Incremental Lag and Staleness
Search is usually eventually consistent.
That is fine if:
- staleness is bounded
- teams understand the trade-off
- lag is visible
Track:
- event lag to index
- oldest unprocessed change
- failed document count
- retry backlog
A system with 3 seconds of lag is very different from one silently stuck for 45 minutes.
Failure Modes
1. Source write succeeds, index update lost
Fix:
- outbox or CDC
- replay capability
2. Bulk indexing partially fails
Fix:
- inspect per-document bulk response
- retry only failed items
3. Old event overwrites newer doc
Fix:
- source version ordering
- stale event skip
4. Mapping change breaks indexing
Fix:
- versioned indexes
- canary indexing before cutover
5. Reindex overloads databases
Fix:
- throttled range scans
- replicas or snapshot exports where appropriate
6. Search results show deleted content
Fix:
- reliable tombstones
- delete replay tooling
Observability
Metrics that matter:
- indexing throughput docs/sec
- event-to-index lag
- per-index bulk failure rate
- transformation error rate
- retry queue depth
- backfill progress
- alias cutover success
- stale event discard count
Useful dashboards:
- search lag by tenant
- failed documents by reason
- top fanout jobs by size
- reindex progress by index version
Example Worker
@Service
public class ProductIndexingWorker {
public void process(ChangeEvent event) {
ProductDocumentSource source = documentAssembler.load(event);
if (source == null) {
searchClient.delete("products_current", event.documentId());
return;
}
ProductSearchDocument doc = transformer.transform(source);
searchClient.index(
"products_current",
event.documentId(),
doc,
event.version()
);
}
}
In production, this would usually be batched and bulked, but the conceptual flow stays the same: assemble, transform, index.
Search Cluster Isolation
Do not let search indexing share too much fate with transactional services.
Good isolation:
- separate worker fleet
- bounded queues
- index cluster scaling independent of application API
Bad isolation:
- write requests block on indexing
- admin reindex jobs run inside web processes
- search incidents directly break source writes
Search should degrade search freshness, not core writes.
What I Would Build First
Phase 1:
- outbox or CDC change feed
- transformation workers
- bulk indexing
- failure logging and retry
Phase 2:
- reindex jobs with versioned indexes
- alias cutover tooling
- lag dashboards
- partial updates for hot fields
Phase 3:
- fanout rebuild jobs for related-entity changes
- tenant-scoped reindex controls
- richer observability and backfill scheduling
This order matters.
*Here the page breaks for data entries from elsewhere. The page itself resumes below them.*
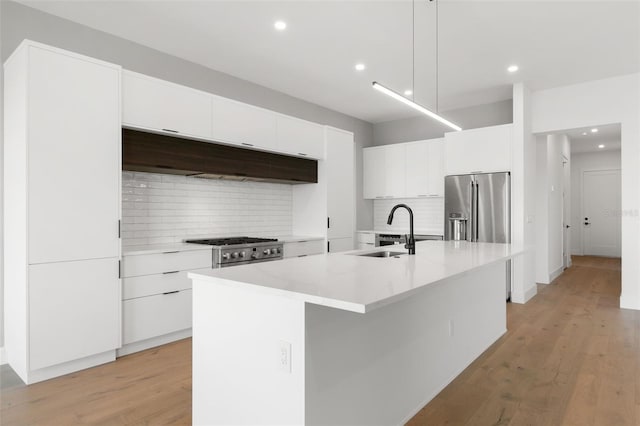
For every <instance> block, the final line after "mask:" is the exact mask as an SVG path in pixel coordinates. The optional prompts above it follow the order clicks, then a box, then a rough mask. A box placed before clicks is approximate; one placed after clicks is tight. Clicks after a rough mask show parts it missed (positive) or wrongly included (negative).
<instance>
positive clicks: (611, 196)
mask: <svg viewBox="0 0 640 426" xmlns="http://www.w3.org/2000/svg"><path fill="white" fill-rule="evenodd" d="M581 226H582V241H583V245H584V247H583V250H584V254H585V255H594V256H609V257H620V253H621V250H620V237H621V229H620V228H621V226H620V170H594V171H584V172H583V175H582V224H581Z"/></svg>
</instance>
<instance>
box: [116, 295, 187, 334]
mask: <svg viewBox="0 0 640 426" xmlns="http://www.w3.org/2000/svg"><path fill="white" fill-rule="evenodd" d="M122 322H123V333H122V343H123V344H125V345H126V344H129V343H133V342H138V341H140V340H145V339H150V338H152V337H157V336H161V335H163V334H168V333H173V332H174V331H180V330H184V329H187V328H191V290H180V291H178V292H177V293H170V294H158V295H155V296H147V297H139V298H137V299H130V300H125V301H124V302H122Z"/></svg>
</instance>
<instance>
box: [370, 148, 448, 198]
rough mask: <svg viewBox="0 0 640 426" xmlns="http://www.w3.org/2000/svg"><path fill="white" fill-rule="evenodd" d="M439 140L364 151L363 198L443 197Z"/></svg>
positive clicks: (442, 183) (441, 155)
mask: <svg viewBox="0 0 640 426" xmlns="http://www.w3.org/2000/svg"><path fill="white" fill-rule="evenodd" d="M443 141H444V140H443V139H431V140H425V141H416V142H406V143H399V144H393V145H383V146H377V147H372V148H365V149H364V153H363V155H364V158H363V163H364V176H363V179H364V198H417V197H442V196H443V195H444V164H443V163H444V158H443V157H444V147H443Z"/></svg>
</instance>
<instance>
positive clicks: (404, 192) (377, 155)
mask: <svg viewBox="0 0 640 426" xmlns="http://www.w3.org/2000/svg"><path fill="white" fill-rule="evenodd" d="M405 155H406V154H405V144H395V145H383V146H377V147H372V148H365V149H364V150H363V180H364V198H402V197H404V196H405V191H406V182H405V167H406V158H405Z"/></svg>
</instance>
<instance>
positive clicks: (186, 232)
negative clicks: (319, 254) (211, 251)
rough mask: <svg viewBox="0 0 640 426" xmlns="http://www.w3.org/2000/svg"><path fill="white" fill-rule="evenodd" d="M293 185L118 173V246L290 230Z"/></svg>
mask: <svg viewBox="0 0 640 426" xmlns="http://www.w3.org/2000/svg"><path fill="white" fill-rule="evenodd" d="M291 209H292V185H286V184H278V183H265V182H237V181H229V180H218V179H215V180H212V179H199V178H195V177H187V176H176V175H165V174H155V173H138V172H123V173H122V245H123V246H132V245H139V244H163V243H173V242H181V241H182V240H184V239H187V238H198V237H212V236H240V235H249V236H252V237H269V236H278V235H282V236H284V235H291V224H292V210H291Z"/></svg>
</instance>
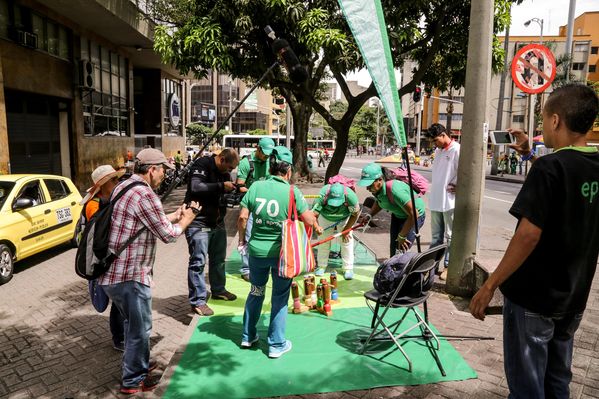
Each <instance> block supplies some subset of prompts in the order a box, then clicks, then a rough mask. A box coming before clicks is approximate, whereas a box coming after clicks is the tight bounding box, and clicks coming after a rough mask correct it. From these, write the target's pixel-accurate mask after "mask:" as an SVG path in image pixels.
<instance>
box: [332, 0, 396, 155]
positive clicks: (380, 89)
mask: <svg viewBox="0 0 599 399" xmlns="http://www.w3.org/2000/svg"><path fill="white" fill-rule="evenodd" d="M338 1H339V5H340V6H341V10H342V11H343V14H344V15H345V19H346V20H347V23H348V25H349V27H350V29H351V31H352V33H353V35H354V38H355V39H356V42H357V43H358V47H359V48H360V52H361V53H362V57H363V58H364V62H365V63H366V67H367V68H368V72H369V73H370V77H371V78H372V81H373V82H374V85H375V87H376V90H377V92H378V93H379V98H380V99H381V103H382V104H383V108H384V109H385V112H386V113H387V117H388V118H389V122H390V123H391V129H393V133H394V134H395V138H396V139H397V142H398V143H399V145H400V146H401V147H405V146H406V132H405V130H404V126H403V115H402V113H401V104H400V102H399V95H398V94H397V82H396V81H395V70H394V68H393V59H392V58H391V49H390V48H389V37H388V36H387V29H386V28H385V27H386V25H385V17H384V15H383V8H382V7H381V2H380V0H368V1H364V0H338Z"/></svg>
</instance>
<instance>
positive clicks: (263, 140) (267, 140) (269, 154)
mask: <svg viewBox="0 0 599 399" xmlns="http://www.w3.org/2000/svg"><path fill="white" fill-rule="evenodd" d="M258 146H259V147H260V149H261V150H262V152H263V153H264V154H265V155H270V154H271V153H272V150H274V148H275V142H274V140H273V139H271V138H270V137H262V138H261V139H260V141H258Z"/></svg>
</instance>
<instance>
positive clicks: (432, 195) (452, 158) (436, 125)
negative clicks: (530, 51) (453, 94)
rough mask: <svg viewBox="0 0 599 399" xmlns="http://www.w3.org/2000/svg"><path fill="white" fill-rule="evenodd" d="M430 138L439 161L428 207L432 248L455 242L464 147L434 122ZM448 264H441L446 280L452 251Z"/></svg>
mask: <svg viewBox="0 0 599 399" xmlns="http://www.w3.org/2000/svg"><path fill="white" fill-rule="evenodd" d="M427 136H428V137H429V138H430V139H431V140H432V141H433V143H434V144H435V146H436V147H437V149H436V150H435V162H434V163H433V183H432V185H431V189H430V194H429V201H428V206H429V208H430V210H431V232H432V238H431V248H432V247H436V246H438V245H441V244H443V242H444V241H447V246H448V248H449V244H450V243H451V230H452V226H453V210H454V208H455V189H456V182H457V178H458V162H459V160H460V144H459V143H458V142H456V141H454V140H453V139H452V138H451V137H450V136H449V135H448V134H447V131H446V129H445V126H443V125H441V124H439V123H433V124H432V125H431V127H429V128H428V130H427ZM444 263H445V264H444V265H441V264H440V265H439V273H441V279H443V280H444V279H445V277H446V276H447V271H446V270H444V269H445V267H447V265H448V264H449V249H448V250H447V252H446V255H445V262H444Z"/></svg>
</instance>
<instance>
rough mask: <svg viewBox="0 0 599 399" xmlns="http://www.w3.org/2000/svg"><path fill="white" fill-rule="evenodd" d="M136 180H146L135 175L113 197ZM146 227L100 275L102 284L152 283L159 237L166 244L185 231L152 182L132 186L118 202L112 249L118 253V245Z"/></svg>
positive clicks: (113, 213) (99, 282) (119, 188)
mask: <svg viewBox="0 0 599 399" xmlns="http://www.w3.org/2000/svg"><path fill="white" fill-rule="evenodd" d="M136 181H144V180H143V179H142V178H141V177H140V176H139V175H135V174H134V175H133V176H131V177H130V178H129V179H127V180H126V181H124V182H123V183H121V184H119V185H118V186H117V187H116V188H115V189H114V191H113V192H112V196H114V195H115V194H116V193H118V192H119V191H121V190H122V189H123V187H126V186H128V185H129V184H131V183H133V182H136ZM142 228H147V229H146V231H144V232H143V233H141V235H140V236H139V237H138V238H136V239H135V240H134V241H133V242H132V243H131V244H130V245H129V246H128V247H127V248H126V249H125V250H124V251H123V252H122V253H121V255H120V256H119V257H118V258H117V259H115V261H114V262H113V263H112V265H111V266H110V269H108V271H107V272H106V273H104V274H103V275H102V276H100V277H99V278H98V283H99V284H100V285H109V284H117V283H122V282H125V281H137V282H139V283H141V284H144V285H147V286H151V283H152V268H153V265H154V258H155V257H156V237H159V238H160V239H161V240H162V241H163V242H165V243H169V242H175V241H176V240H177V237H179V236H180V235H181V233H182V232H183V230H182V229H181V227H180V226H179V225H178V224H172V223H171V222H169V220H168V218H167V216H166V214H165V213H164V210H163V209H162V203H161V202H160V198H158V196H157V195H156V194H155V193H154V191H152V189H151V188H150V186H149V185H145V186H144V185H140V186H135V187H133V188H131V189H129V191H127V192H126V193H125V194H123V196H122V197H121V198H120V199H119V200H118V201H117V203H116V204H115V205H114V209H113V212H112V225H111V227H110V238H109V241H108V246H109V248H110V250H111V251H113V252H116V250H117V248H119V247H120V246H122V245H123V244H124V243H125V242H126V241H127V240H128V239H129V238H130V237H131V236H133V235H135V233H137V232H138V231H139V230H140V229H142Z"/></svg>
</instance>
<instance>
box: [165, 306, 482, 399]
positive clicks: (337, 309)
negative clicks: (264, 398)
mask: <svg viewBox="0 0 599 399" xmlns="http://www.w3.org/2000/svg"><path fill="white" fill-rule="evenodd" d="M397 311H399V310H397ZM371 316H372V314H371V312H370V311H369V309H368V308H364V307H362V308H348V309H337V310H335V311H334V314H333V316H331V317H328V318H327V317H326V316H323V315H320V314H317V313H303V314H300V315H293V314H289V315H288V318H287V333H286V335H287V338H288V339H289V340H291V341H292V343H293V349H292V350H291V351H290V352H289V353H287V354H285V355H284V356H283V357H281V358H279V359H269V358H268V356H267V353H268V346H267V344H266V335H267V328H268V327H267V326H268V314H265V315H263V317H262V318H261V319H260V321H259V324H258V334H259V335H260V341H259V345H256V346H255V347H254V348H252V349H249V350H242V349H240V348H239V342H240V337H241V330H242V317H241V316H213V317H210V318H202V319H201V320H200V322H199V323H198V327H197V329H196V330H195V332H194V333H193V336H192V337H191V339H190V341H189V344H188V345H187V348H186V350H185V353H184V354H183V357H182V359H181V361H180V362H179V364H178V366H177V368H176V370H175V373H174V374H173V376H172V378H171V381H170V384H169V386H168V389H167V391H166V393H165V395H164V397H165V398H253V397H269V396H282V395H293V394H306V393H318V392H337V391H348V390H355V389H367V388H372V387H381V386H393V385H417V384H428V383H433V382H439V381H452V380H463V379H468V378H476V373H475V372H474V370H472V369H471V368H470V366H468V364H467V363H466V362H465V361H464V360H463V358H462V357H461V356H460V355H459V353H458V352H457V351H456V350H455V349H454V348H453V347H452V346H451V345H450V344H449V343H447V342H446V341H443V340H442V341H441V350H440V351H439V352H438V353H439V357H440V358H441V362H442V364H443V366H444V367H445V370H446V372H447V376H446V377H443V376H442V375H441V373H440V371H439V369H438V367H437V365H436V363H435V361H434V359H433V357H432V356H431V354H430V352H429V349H428V348H427V347H426V345H425V344H424V343H422V342H420V341H408V342H406V343H405V345H404V346H403V348H404V349H405V351H406V352H407V353H408V355H409V356H410V358H411V359H412V362H413V364H414V369H413V371H412V372H411V373H410V372H408V369H407V367H408V363H407V361H406V360H405V358H404V357H403V356H402V355H401V353H400V352H399V351H398V350H397V349H395V348H393V346H392V345H391V343H389V342H384V343H379V345H380V346H379V348H378V351H377V352H374V353H370V354H368V355H359V354H357V351H358V350H359V347H360V345H361V342H360V338H361V337H365V336H367V335H368V333H369V329H368V326H369V323H370V319H371ZM410 322H411V320H410V321H408V323H410ZM394 349H395V350H394Z"/></svg>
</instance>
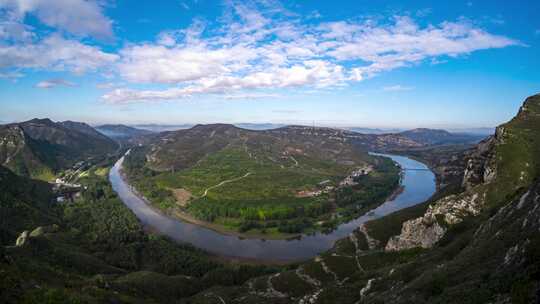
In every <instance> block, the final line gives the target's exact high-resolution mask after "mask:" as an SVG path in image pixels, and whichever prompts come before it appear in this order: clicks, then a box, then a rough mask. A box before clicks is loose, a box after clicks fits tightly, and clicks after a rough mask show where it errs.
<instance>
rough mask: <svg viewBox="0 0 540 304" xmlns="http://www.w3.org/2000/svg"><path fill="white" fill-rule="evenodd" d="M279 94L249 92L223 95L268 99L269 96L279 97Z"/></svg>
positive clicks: (232, 96)
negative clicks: (233, 94)
mask: <svg viewBox="0 0 540 304" xmlns="http://www.w3.org/2000/svg"><path fill="white" fill-rule="evenodd" d="M280 97H281V95H279V94H262V93H251V94H234V95H225V96H224V98H225V99H241V100H247V99H269V98H280Z"/></svg>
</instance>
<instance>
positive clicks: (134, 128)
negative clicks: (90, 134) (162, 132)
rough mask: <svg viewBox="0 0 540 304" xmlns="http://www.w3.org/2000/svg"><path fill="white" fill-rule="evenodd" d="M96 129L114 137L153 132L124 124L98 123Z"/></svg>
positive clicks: (101, 131)
mask: <svg viewBox="0 0 540 304" xmlns="http://www.w3.org/2000/svg"><path fill="white" fill-rule="evenodd" d="M96 130H97V131H99V132H100V133H102V134H104V135H106V136H108V137H110V138H114V139H129V138H133V137H137V136H143V135H148V134H152V133H154V132H152V131H149V130H144V129H137V128H134V127H130V126H126V125H100V126H97V127H96Z"/></svg>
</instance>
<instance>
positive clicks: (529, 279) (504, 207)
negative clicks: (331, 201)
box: [189, 95, 540, 304]
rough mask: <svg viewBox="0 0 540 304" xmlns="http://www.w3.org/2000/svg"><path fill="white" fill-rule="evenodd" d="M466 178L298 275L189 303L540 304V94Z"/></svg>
mask: <svg viewBox="0 0 540 304" xmlns="http://www.w3.org/2000/svg"><path fill="white" fill-rule="evenodd" d="M448 153H449V155H448V157H449V158H454V157H456V158H460V157H462V158H463V160H461V161H459V162H464V163H465V165H464V166H463V170H462V174H461V176H462V178H461V179H460V180H459V181H453V182H452V183H453V184H452V185H447V186H445V187H444V188H442V189H440V190H439V191H438V193H436V194H435V195H434V196H433V197H432V198H431V199H430V200H429V201H427V202H425V203H422V204H419V205H417V206H413V207H410V208H406V209H403V210H400V211H398V212H395V213H393V214H390V215H388V216H385V217H382V218H379V219H376V220H373V221H370V222H367V223H365V224H364V225H362V226H361V227H359V228H358V229H357V230H356V231H355V232H354V233H352V234H350V235H349V237H347V238H344V239H342V240H340V241H338V242H337V243H336V245H335V246H334V248H333V249H332V250H330V251H329V252H325V253H322V254H321V255H320V256H318V257H316V258H315V259H312V260H310V261H308V262H305V263H302V264H301V265H299V266H298V267H297V268H296V269H292V270H287V271H283V272H280V273H279V274H273V275H268V276H264V277H259V278H255V279H252V280H250V281H248V282H247V283H246V284H244V285H242V286H240V287H235V288H233V289H231V288H225V287H224V288H213V289H211V290H207V291H205V292H202V293H200V294H198V295H197V296H195V297H192V298H191V299H190V301H189V302H190V303H210V302H209V301H207V300H205V299H208V298H210V297H219V298H221V299H222V300H223V302H226V303H234V302H242V303H314V304H315V303H538V302H539V301H540V288H539V286H540V233H539V231H540V95H535V96H531V97H529V98H527V100H526V101H525V102H524V104H523V106H522V107H521V108H520V110H519V112H518V114H517V115H516V116H515V117H514V118H513V119H512V120H511V121H509V122H508V123H505V124H503V125H501V126H499V127H498V128H497V131H496V133H495V135H493V136H491V137H489V138H487V139H485V140H483V141H482V142H480V143H479V144H478V145H476V147H475V148H474V149H472V150H468V151H466V152H465V153H464V154H463V153H462V152H459V154H453V152H451V151H450V152H448Z"/></svg>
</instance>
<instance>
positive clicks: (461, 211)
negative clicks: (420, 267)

Teams often obsess over analyzers and ranking before they have a reliable indexing pipeline.
Production Checklist
- source changes captured reliably
- per-document indexing idempotent
- bulk responses inspected for partial failure
- deletes handled explicitly
- versioned indexes used for schema changes
- alias cutover tested
- backfill jobs throttled
- lag observable
- replay tooling available
- search freshness SLO defined
Final Takeaway
A search indexing platform is a synchronization engine with search as the destination.
If you design it well, search feels fresh, reindexes become routine, and source systems stay stable.
If you design it poorly, search becomes a graveyard of stale documents and heroic recovery scripts.